La paralysie politique et l'explosion du port de Beyrouth
La classe politique, discréditée, est incapable de former un gouvernement stable ou de mettre en œuvre les réformes exigées par la communauté internationale (FMI, Banque mondiale) pour débloquer une aide financière. L'explosion du port de Beyrouth le 4 août 2020 est devenue le symbole de cette faillite de l'État. La négligence, la corruption et l'impunité ayant conduit à la présence de tonnes de nitrate d'ammonium dans le port principal du pays ont détruit une partie de la capitale et fait plus de 200 morts. Cette tragédie a provoqué un mouvement de protestation massif, mais sans réussir à déloger l'establishment en place.
Le rôle des acteurs régionaux et internationaux
La crise libanaise ne peut se comprendre sans sa dimension régionale. Le Liban est un théâtre des rivalités de pouvoir au Moyen-Orient :
- L'Iran, via son soutien au Hezbollah, dispose d'un levier majeur sur la politique intérieure libanaise.
- L'Arabie saoudite, traditionnel soutien des sunnites et de courants politiques anti-Hezbollah, a réduit son engagement, exacerbant le déséquilibre régional.
- La Syrie, malgré la guerre, conserve des liens étroits avec une partie de la classe politique libanaise.
- La France, puissance historique, tente une médiation (initiatives du président Macron) mais avec un succès limité, montrant les contraintes de la diplomatie internationale face à des dynamiques locales et régionales complexes.
Partie 3 : Enjeux géopolitiques et perspectives
La souveraineté en question : État faible et acteurs non-étatiques
La crise libanaise pose une question fondamentale : où réside la souveraineté effective ? L'État libanais voit son monopole de la violence légitime contesté par le Hezbollah, qui dispose d'une milice plus puissante que l'armée nationale. Son monopole de la redistribution économique est également mis à mal par les réseaux clientélistes communautaires et les organisations caritatives liées à des partis politiques ou à des acteurs étrangers. Le Liban illustre ainsi le concept d'« État failli » (failed state) ou tout du moins d'« État fragile », où les institutions centrales sont trop faibles pour assurer les fonctions régaliennes.
Les scénarios pour l'avenir et les implications régionales
Plusieurs scénarios se dessinent, tous incertains :
- Statut quo et effondrement lent : poursuite de la paralysie, appauvrissement généralisé, émigration massive.
- Implosion et conflit interne : la tension sociale et intercommunautaire pourrait dégénérer en violences, d'autant que la société est fortement militarisée.
- Accord international sous contrainte : un plan imposé par les puissances étrangères en échange d'une aide, mais au prix d'une perte supplémentaire de souveraineté.

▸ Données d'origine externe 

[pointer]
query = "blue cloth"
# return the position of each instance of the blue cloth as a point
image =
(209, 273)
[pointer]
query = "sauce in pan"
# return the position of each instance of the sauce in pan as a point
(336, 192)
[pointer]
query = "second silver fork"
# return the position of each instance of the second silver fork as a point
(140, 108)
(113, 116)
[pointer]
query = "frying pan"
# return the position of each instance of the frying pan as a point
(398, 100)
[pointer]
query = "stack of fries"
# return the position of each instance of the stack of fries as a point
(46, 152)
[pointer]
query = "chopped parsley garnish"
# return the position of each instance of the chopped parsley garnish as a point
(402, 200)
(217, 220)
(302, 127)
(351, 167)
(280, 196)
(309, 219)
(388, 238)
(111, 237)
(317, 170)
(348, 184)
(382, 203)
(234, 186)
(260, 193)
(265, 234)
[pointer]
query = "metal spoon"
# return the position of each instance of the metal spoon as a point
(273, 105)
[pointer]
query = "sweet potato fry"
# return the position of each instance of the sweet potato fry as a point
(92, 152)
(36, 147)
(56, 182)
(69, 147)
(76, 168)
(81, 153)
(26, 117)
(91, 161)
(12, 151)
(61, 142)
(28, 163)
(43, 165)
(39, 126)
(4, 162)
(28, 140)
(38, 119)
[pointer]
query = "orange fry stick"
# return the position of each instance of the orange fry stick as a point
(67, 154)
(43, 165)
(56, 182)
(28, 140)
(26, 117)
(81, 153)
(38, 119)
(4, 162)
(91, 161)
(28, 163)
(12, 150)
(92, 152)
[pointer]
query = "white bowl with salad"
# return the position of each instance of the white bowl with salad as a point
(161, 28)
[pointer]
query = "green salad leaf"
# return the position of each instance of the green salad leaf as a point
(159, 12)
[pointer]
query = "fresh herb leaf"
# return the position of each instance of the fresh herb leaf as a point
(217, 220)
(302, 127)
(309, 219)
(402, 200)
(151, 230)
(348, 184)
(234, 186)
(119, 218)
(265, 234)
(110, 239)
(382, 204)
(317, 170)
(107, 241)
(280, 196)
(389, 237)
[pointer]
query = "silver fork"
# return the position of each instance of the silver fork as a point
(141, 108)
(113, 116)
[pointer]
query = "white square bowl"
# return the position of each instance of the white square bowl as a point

Conclusion et ouverture HGGSP
Le cas du Liban démontre avec force comment un État peut être miné de l'intérieur par des structures politiques dysfonctionnelles et de l'extérieur par des rivalités de pouvoir régionales. Il montre que la souveraineté n'est pas un attribut binaire (on l'a ou on ne l'a pas), mais un continuum, et qu'elle peut être « érodée » par plusieurs facteurs concomitants. Pour aller plus loin dans le cadre du programme HGGSP, on peut mettre en perspective la crise libanaise avec d'autres situations d'États fragiles ou en déliquescence (Yémen, Haïti). On peut aussi s'interroger sur l'efficacité des outils de la gouvernance internationale (FMI, aide conditionnelle) face à des crises politiques aussi profondes. Enfin, le Liban pose la question de la résilience des sociétés civiles : malgré l'effondrement de l'État, des initiatives locales tentent de pallier les carences, esquissant peut-être les contours d'un nouveau contrat social pour l'après-crise. L'étude du Liban nous invite ainsi à réfléchir aux conditions de possibilité de l'État dans des sociétés pluralistes et dans des contextes géopolitiques instables.